OPINION

Greece and the rule of law

greece-and-the-rule-of-law

I read the farewell letter that was published in Kathimerini by former Greek prime minister Panagiotis Pikrammenos following the recent death of his friend and colleague Giorgos Panagiotopoulos (both men served as presidents of the Council of State, the country’s highest administrative court).

I will not comment on the more personal aspects of their relationship, except for the importance given by Pikrammenos, now deputy prime minister, to “the way we were brought up” and “values we were taught [as kids] by our families and schools,” a decisive springboard for any society that aspires to move forward to a better future.

There are many didactic references for anyone who is interested in seeing a better version of Greece (an ambition some people are actually struggling for). References, that is, to a country where the rule of law is respected and inevitably plays a fundamental role in securing the smooth functioning of society.

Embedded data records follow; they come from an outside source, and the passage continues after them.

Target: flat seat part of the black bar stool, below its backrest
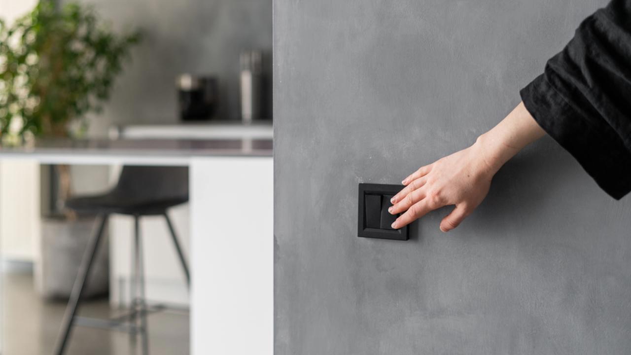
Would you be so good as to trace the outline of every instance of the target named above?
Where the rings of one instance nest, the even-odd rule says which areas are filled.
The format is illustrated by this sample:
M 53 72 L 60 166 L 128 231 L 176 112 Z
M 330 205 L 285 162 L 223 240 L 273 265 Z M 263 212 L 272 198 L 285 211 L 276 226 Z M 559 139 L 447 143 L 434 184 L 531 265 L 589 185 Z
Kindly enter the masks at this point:
M 143 201 L 105 193 L 69 198 L 66 207 L 80 214 L 162 215 L 168 208 L 181 205 L 188 200 L 188 196 L 180 196 Z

There are also references to economic growth. After all, it is common knowledge that foreign investors have always been put off more by the absence of the rule of law than by high tax rates.

Pikrammenos points out that the two top judges had always been brought together by their shared beliefs, convictions, allegiances and, above all, by their shared passion for the objective, fair and expeditious administration of justice.

The element that permeates the emotional farewell of a top court official to an equally renowned colleague is the commitment to justice.

The message that effortlessly emerges is the necessity of appointing in the service of this key pillar for the proper functioning of the democratic system people with a proper upbringing and education, people who are dedicated to law enforcement, who work hard and perform their vocation with ethos, courtesy, objectivity and, ultimately, efficiency.

Every country – I would dare say, Greece more than other countries – needs honest, modest and low-key court officials.

Through their private behavior and professional careers these high-caliber judicial officials serve as role model officials and active citizens who, at the close of their significant career, bequeath a significant legacy and are a source of inspiration for future generations.

Their country needs them because they, both directly and indirectly, contribute to the betterment of the political system, the strengthening and prevalence of healthy entrepreneurship and – perhaps most important – to the cultivation of a sense of meritocracy and equality in society.